In the same week recently, the Episcopal Church commemorated the 474th anniversary of Martin Luther’s death, and the 125th anniversary of the death of Frederick Douglass. I presided at the daily service for “Theologian,” Martin Luther, and the one for “Prophetic Witness,” Frederick Douglass, at Saint Stephen’s.

At our church, we build our daily services around the commemoration of holy people, like Luther and Douglass, because of their relevance, not only for our inner lives but also to consider how we might choose to conduct ourselves differently.
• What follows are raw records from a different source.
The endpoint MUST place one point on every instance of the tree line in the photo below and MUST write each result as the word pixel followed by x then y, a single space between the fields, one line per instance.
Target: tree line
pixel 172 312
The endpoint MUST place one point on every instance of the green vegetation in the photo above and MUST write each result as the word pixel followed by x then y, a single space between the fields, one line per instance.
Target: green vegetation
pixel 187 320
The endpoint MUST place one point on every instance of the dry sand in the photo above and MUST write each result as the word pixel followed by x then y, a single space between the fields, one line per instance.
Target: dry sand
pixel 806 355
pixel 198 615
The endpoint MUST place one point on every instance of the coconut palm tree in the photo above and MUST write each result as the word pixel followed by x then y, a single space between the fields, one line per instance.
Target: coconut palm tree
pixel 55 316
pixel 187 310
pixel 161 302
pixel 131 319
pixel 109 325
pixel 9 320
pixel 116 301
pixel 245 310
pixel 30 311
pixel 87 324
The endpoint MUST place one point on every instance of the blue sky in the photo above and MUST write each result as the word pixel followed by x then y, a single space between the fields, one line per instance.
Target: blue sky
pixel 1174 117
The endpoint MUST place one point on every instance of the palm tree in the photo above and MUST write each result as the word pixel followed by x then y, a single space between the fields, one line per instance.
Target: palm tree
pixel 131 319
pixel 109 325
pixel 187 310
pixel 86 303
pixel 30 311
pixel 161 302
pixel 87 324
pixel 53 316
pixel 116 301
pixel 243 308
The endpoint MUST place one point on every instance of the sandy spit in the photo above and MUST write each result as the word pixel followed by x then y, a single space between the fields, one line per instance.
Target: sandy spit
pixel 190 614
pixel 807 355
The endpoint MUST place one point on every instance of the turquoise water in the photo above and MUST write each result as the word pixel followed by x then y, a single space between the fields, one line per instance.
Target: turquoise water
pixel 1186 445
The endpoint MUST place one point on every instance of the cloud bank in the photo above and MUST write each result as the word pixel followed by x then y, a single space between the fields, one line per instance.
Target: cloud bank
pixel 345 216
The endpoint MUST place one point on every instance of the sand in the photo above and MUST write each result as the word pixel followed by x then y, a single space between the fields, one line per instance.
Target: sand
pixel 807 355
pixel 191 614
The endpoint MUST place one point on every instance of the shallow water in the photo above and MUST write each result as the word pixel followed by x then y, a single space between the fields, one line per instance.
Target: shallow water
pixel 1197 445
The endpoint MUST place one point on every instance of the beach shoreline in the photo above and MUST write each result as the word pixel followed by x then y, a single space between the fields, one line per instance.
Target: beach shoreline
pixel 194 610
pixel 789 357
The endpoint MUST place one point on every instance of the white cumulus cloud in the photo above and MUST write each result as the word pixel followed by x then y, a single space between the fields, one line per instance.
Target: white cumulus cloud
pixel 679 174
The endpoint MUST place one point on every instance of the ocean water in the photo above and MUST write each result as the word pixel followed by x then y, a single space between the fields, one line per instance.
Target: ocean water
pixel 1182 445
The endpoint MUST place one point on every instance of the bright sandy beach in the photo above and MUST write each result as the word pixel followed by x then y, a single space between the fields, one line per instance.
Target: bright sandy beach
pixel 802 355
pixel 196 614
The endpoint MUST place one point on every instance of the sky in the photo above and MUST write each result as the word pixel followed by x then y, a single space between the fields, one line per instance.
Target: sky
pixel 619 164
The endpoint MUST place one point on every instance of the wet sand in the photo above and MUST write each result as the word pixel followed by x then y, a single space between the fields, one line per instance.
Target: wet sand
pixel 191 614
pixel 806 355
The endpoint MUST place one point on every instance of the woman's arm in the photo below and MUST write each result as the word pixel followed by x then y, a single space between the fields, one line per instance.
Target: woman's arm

In the case of Martin Luther and Frederick Douglass, I see an opportunity to explore what is, I believe, a wonderful connectedness out of which we might begin to see a new path for ourselves.

As I thought about this connectedness, I looked for common elements and I found them in a well-known tale from the Desert Fathers.

“Master,” the disciple asked, “what can I do to free myself”? And the Holy One answered, “who was it who put you in chains”?

Martin Luther, 1483-1546

As I considered this little story, I realized that the ideas of personal responsibility and enslavement are the important elements to examine. The Master is telling the disciple that he can find freedom when he faces the fact that he put himself in chains-- that he enslaved himself. But now he has a choice. And the tale leads us to see that Luther and Douglass were able to break their own “inner chains” and, as a result, create significant institutional and social change.

In 1517, Martin Luther wrote and published the “Disputation of Martin Luther on the Power and Efficacy of Indulgence,” the document that is at the very heart of the famous “95 Theses.” Luther’s opposition to the selling of indulgences by the Catholic Church in order to fund the building of Saint Peter’s Basilica in Rome was the breaking of the chains of Catholicism and the creation of a “reformed” Catholicism, which was to become the beginning of the Protestant Reformation. Luther’s declaration, ”Here I stand, I cannot do otherwise; God help me! Amen” was not only the “breaking of the chains’’ but became the basis for a much more personal and engaged form of organized religion, in his case, Lutheranism. Luther’s own faith, grounded in a robust theology, could not tolerate the practices and theological thinking of the 16th-Century Roman Catholic church and its establishment, and he was willing to do everything he could to find a new way for organized religion, a way that was not the Catholic Church with which he knew he could not agree.

Frederick Douglass, 1818-1895

Born as a slave, Frederick Douglass fought his whole life against discrimination and enslavement of any kind and took perhaps his most public stand in 1847 when he founded “The North Star,” one of the first abolitionist newspapers in the U.S. and, in every issue, Douglass included the paper’s motto: Right is of no sex-Truth is of no color-God is the Father of us all and we are all brethren. While he was alive, Douglass did everything he could to break the chains of enslavement, becoming a renowned orator, writer, and public figure. One important stand Douglass took was against those churches that did not disassociate themselves from slavery. He used words from the Gospel of Matthew (23:4). They tie up heavy burdens, hard to bear, and lay themselves on the shoulders of others; but they themselves are unwilling to lift a finger to move them. Not surprisingly, it is not hard to imagine Martin Luther using the same words from Matthew to describe the Catholic establishment of the 16th century.

As we come back to the Master and his disciple, it would seem to me that we can look to Martin Luther and Frederick Douglass as guides and models for our own personal journeys in faith and moral behavior. In taking seriously their lives and their witness, we must ask a hard question: What is keeping us from doing what we are called to do as people of Faith to break the “chains” of injustice all around us? Like Martin Luther and Frederick Douglass, we need to hear our lives telling us who we are and what we need to do.